草野

国立音楽大学付属高校、桐朋学園大学ピアノ科に学ぶ。小松典子、大島正泰、ペーター・ソリモスの各氏に師事。1973年デビュー以来、意欲的にリサイタルを重ねる。
19761月東京交響楽団とグリークのピアノ協奏曲を協演。完璧なテクニックと豊かな音楽性は大型新人ピアニストとして将来を嘱望され好評を得る。その後、読響、新日本フィル、日本フィル等のオーケストラと協演、またウィーン八重奏団等と室内楽も積極的にこなす。NHK・FM出演等放送分野でも多方面にわたり活躍。現在はソロ活動がメイン。ロマン派作品を中心に国内外で精力的に演奏会活動を行う。


   かつてロマン派の時代、巨匠達の手によってピアノは雄弁に語り、スリルに満ち、ときには官能的に演奏されてきた。
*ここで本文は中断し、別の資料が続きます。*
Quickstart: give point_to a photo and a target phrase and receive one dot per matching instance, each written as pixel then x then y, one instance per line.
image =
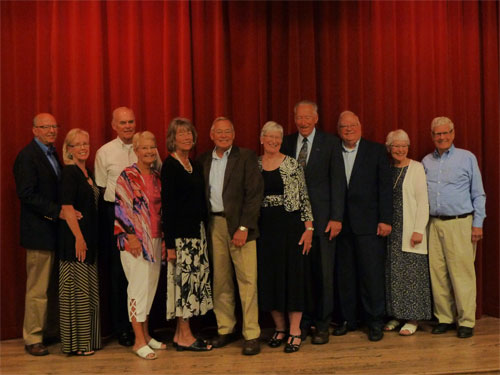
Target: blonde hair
pixel 70 137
やがて訪れた反ロマン主義の嵐の中、多くのレパートリーが失われ、演奏スタイルも変化した。ごく一部のピアニスト〜ホロヴィッツやチェルカスキーだけが依然としてロマン主義の旗を揚げ、偉大なる演奏の伝統とレパートリーを守り続けたのである。そして両人が鬼籍に入り、21世紀になった今、再びロマン派のピアノ音楽が再評価されつつある兆しが見えてきた。

この流れを先取りすること30年、リストのオペラ・ファンタジーやゴドウスキーのワルツ・パラフレーズなどをレパートリーに取り入れていたピアニストが日本に在るといえば、驚かれるだろうか?草野政眞氏がその人である。

今でこそ、ロマン派の作品を取り上げるピアニストも増えたが、そういった昨今のピアニスト達と一線を画すのは、その演奏スタイルである。その壮麗かつ豪胆な演奏スタイルは、ロマン派の巨匠達の系譜を直接に汲むといっても過言ではなかろう。事実、チェルカスキーは生前、草野氏の演奏を聴き、演奏家としての氏の資質を見抜いた次のような賛辞を送った。


率直に言って、私は非常に驚きました。あなたの演奏は並外れており、完璧です。あらゆる資質、とりわけ、心から自然に湧き上がる音楽的感覚に溢れています。非常に透明で、清潔感があり、美しく、およそ演奏に必要な要素をすべて備えています。なぜ、そんなあなたがもっと国際的に知られていないのか不思議です。実際、私はあなたがどこでどのような演奏活動をしている人なのか、全く存じません。
グルック(Gluck)作ズガンバティ(Sgambati)編のメロディーの出だしの音を聴いた瞬間に、あなたが「どこにでもいる同じような若いピアニスト」とは違うことが分かりました。大抵の若い演奏家は、あなたが演奏するような感情や喜びを表現できていません。もっとはっきっり言えば、あなたの演奏、解釈はまさに私と同じで、わたしも、同じように感じます。
   もっとあなたのことを教えてください。あなたのような人が色々な国でもっと演奏する機会がないのは嘆かわしいことです。あなたのバッハ、ベートーベン、プラームス、そしてできればショパンも是非聴きたいと思います。

[チェルカスキー氏の言葉より (訳 岡田眞理)  - 原文へのリンク -


草野氏の演奏を、我々がCDやそれ以上にエキサイティングな生の演奏会で聴く機会に恵まれるのならば、幸いである。